Linux servers and many other servers with Unix-like operating systems rely on archiving and compression tools like tar and gzip to rotate logs, store backups, and even cache websites. In those cases, dedicated server’s software will automatically make use of those tools. If, however, you ever need to extract data from those archives or make your own, it is important to know how to properly use them.

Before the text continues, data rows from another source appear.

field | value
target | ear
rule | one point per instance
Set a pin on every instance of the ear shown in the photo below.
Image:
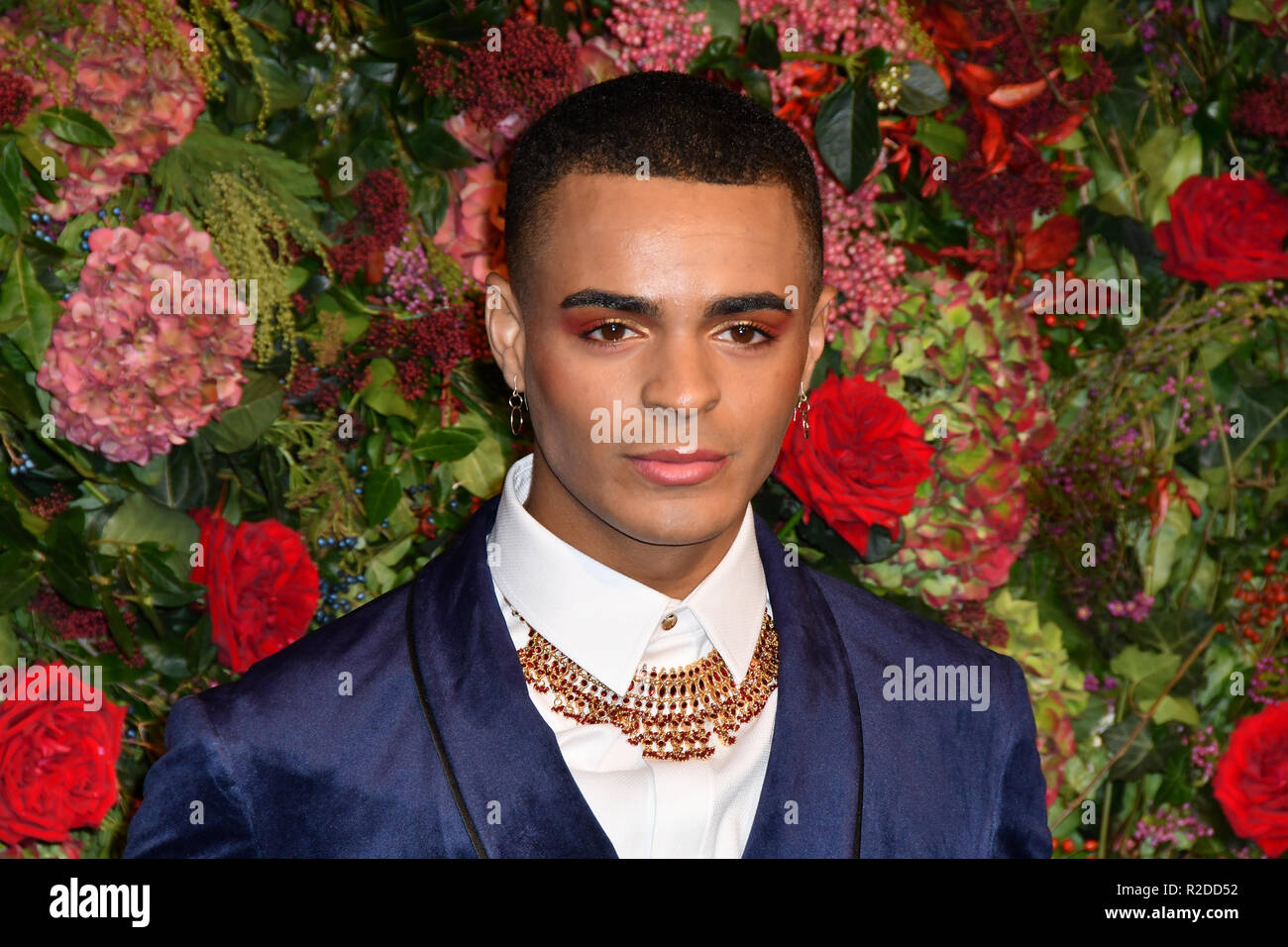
(818, 331)
(505, 329)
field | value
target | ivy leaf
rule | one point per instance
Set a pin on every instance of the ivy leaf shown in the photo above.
(846, 132)
(76, 127)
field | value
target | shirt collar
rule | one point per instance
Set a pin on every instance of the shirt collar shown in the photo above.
(604, 620)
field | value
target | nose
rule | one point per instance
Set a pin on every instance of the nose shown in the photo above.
(681, 375)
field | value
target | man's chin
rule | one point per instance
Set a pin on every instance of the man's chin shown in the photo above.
(674, 522)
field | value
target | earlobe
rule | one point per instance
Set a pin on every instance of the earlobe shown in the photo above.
(503, 324)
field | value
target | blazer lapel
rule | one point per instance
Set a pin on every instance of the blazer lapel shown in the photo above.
(810, 800)
(515, 785)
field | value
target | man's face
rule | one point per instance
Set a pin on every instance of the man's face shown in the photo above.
(662, 295)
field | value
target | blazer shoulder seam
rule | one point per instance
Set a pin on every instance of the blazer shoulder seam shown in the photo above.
(233, 789)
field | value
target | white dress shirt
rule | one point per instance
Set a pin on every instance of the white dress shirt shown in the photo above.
(609, 624)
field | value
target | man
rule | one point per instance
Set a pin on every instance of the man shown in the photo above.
(509, 699)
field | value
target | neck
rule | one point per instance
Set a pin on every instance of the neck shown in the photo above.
(674, 571)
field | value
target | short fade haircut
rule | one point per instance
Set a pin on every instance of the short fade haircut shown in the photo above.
(687, 127)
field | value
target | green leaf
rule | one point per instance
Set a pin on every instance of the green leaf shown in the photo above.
(65, 561)
(721, 16)
(142, 519)
(436, 147)
(183, 479)
(381, 392)
(1140, 757)
(76, 127)
(240, 427)
(16, 395)
(20, 579)
(167, 657)
(26, 309)
(166, 589)
(11, 195)
(446, 444)
(1133, 665)
(1072, 62)
(37, 154)
(69, 239)
(121, 633)
(940, 137)
(846, 133)
(8, 642)
(1253, 11)
(922, 90)
(483, 471)
(1176, 709)
(763, 46)
(380, 493)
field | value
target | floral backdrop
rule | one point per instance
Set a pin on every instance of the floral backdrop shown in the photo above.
(1096, 489)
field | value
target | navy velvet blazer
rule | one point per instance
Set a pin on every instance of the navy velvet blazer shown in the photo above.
(282, 763)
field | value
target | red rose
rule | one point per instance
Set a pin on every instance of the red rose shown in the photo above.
(1250, 780)
(1225, 231)
(263, 586)
(862, 462)
(56, 761)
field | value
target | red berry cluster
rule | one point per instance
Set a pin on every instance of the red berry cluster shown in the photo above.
(381, 198)
(579, 13)
(85, 624)
(1263, 111)
(1265, 603)
(532, 69)
(1054, 320)
(52, 505)
(974, 620)
(14, 97)
(1069, 845)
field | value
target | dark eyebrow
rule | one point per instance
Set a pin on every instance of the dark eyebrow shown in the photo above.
(725, 305)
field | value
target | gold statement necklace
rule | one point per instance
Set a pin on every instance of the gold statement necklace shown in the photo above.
(677, 712)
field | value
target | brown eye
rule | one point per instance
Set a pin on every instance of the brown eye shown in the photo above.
(745, 334)
(612, 330)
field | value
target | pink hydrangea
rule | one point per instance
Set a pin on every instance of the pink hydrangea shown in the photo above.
(660, 35)
(130, 382)
(473, 232)
(145, 98)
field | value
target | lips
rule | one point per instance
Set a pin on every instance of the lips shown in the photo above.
(679, 457)
(679, 470)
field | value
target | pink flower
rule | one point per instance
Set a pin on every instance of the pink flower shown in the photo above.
(129, 381)
(143, 97)
(473, 232)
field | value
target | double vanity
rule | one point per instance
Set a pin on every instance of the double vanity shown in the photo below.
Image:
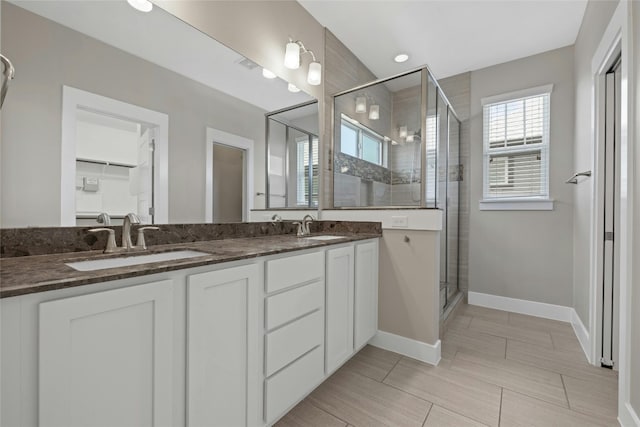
(230, 332)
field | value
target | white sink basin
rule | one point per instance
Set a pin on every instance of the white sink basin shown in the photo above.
(324, 237)
(124, 261)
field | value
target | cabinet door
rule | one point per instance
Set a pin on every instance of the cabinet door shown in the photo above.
(339, 306)
(105, 358)
(366, 293)
(224, 358)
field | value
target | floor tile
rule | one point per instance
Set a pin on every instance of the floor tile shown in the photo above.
(512, 332)
(441, 417)
(521, 410)
(373, 362)
(456, 340)
(456, 392)
(361, 401)
(532, 381)
(559, 361)
(307, 415)
(592, 397)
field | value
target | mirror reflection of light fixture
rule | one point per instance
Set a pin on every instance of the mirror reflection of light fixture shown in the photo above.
(141, 5)
(267, 74)
(292, 61)
(374, 112)
(293, 88)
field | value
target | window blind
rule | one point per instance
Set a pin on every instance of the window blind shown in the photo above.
(516, 144)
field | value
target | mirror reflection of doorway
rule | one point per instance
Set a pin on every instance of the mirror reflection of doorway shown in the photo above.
(228, 183)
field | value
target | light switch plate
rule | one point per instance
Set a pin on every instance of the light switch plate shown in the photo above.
(400, 221)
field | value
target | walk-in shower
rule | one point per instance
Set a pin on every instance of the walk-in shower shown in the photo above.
(396, 145)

To create a simple tar archive, you would use the following command:
tar cf archive_name.tar filename
That will archive a single file. To archive a directory, enter:
tar cf archive_name.tar directory
If you ever want to archive all of the files within a directory, navigate to the directory and then type:
tar cf archive_name.tar *
Archiving is great for creating collections of two or more files, but it leaves you with an uncompressed file that is the same size as the sum of all the files. To compress the files, you will need to use something like gzip, and you can call up gzip from within the tar command. For example, to compress a directory, you would type:
tar zcvf archive_name.tar.gz directory
The “c” tells it to create a tar archive. The “v” simply tells it to be verbose and show you what it is doing. The “z” tells it to compress the archive, and the “f” instructs it to use the filename you specify.
Uncompressing archives is just as easy. To extract the files of the archive_name.tar.gz file you just created, just type:
tar zxvf archive_name.tar.gz
Notice that we replaced the “c” for “create” with an “x” for “extract”.